1) Where are your thumbs pointed?
In a relaxed seated or standing position with your arms by your side, notice which direction your thumbs are pointed. Ideally, they are pointed forward while the musculature of your back (in between the shoulder blades) is subtly engaged and holding them in position. The back muscles should not be working hard (think 20% effort) and your traps should be relaxed, not under tension.
If your thumbs are pointed at your thighs, chances are your shoulders are internally rotated and rounded forward, potentially leading to shoulder and neck issues in the future.
2) Are your ribs flared upward?
Often when attempting to improve posture (i.e. stand up straight) our bodies take the “path of least resistance” or compensate to achieve the desired result. A major postural compensation is allowing the ribs to flare up and the low back to hyperextend (excessively arch). Allowing this to occur may make it seem like your posture has improved, but you are simply gaining excessive motion through your low back, which may lead to injury down the road.
During activities of daily living and especially while training in the gym, keeping your abdominal muscles slightly engaged will ensure your pelvis remains under your ribs, preventing your low back from excessively arching and your ribs from flaring upward.
3) Are you goose-necking?
Consider where your head is located in relation to the rest of your body—more specifically, where your ears are in relation to the top of your shoulders.
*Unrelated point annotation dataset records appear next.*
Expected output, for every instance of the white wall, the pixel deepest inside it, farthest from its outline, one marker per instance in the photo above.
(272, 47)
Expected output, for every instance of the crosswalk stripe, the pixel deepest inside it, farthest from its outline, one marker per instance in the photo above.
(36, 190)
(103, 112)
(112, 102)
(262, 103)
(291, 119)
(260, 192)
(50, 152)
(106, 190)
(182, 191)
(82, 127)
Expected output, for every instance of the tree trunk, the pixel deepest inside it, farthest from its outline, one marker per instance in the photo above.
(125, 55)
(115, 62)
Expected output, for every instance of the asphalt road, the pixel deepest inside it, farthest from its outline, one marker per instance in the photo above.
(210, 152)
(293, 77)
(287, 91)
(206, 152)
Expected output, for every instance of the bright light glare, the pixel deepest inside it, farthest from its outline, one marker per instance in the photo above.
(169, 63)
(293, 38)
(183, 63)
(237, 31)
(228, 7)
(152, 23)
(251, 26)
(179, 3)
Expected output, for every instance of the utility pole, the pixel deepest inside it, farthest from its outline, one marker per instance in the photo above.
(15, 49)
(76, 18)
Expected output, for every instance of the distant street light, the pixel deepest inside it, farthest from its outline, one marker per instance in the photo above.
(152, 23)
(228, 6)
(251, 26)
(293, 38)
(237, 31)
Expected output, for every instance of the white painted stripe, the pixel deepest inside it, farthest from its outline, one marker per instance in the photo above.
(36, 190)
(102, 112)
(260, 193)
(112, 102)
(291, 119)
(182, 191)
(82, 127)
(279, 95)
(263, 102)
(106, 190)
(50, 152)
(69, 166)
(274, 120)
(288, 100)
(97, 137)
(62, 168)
Goose-necking, or forward head posture, is when your head excessively protrudes forward. According to the Mayo Clinic, forward head posture can lead to muscle strain, disc herniation, arthritis, and pinched nerves.
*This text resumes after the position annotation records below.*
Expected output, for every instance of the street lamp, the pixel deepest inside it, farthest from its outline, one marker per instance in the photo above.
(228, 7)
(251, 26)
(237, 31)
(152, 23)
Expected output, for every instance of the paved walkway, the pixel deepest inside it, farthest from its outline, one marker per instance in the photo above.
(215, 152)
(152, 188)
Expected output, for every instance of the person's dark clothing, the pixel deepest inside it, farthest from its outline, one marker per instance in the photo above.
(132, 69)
Ideally, the head should sit back on the neck and between the shoulders. A good way to encourage this posture is by drawing the head straight back without allowing the chin to rise. Your ears will be in line with your shoulders and your head is level.
Moving forward, consider these three postural checkpoints to ensure you are staying in proper alignment. Most importantly, be aware of your posture throughout the day. If you identify one or more of these areas as an issue, speak with your trainer to help identify solutions.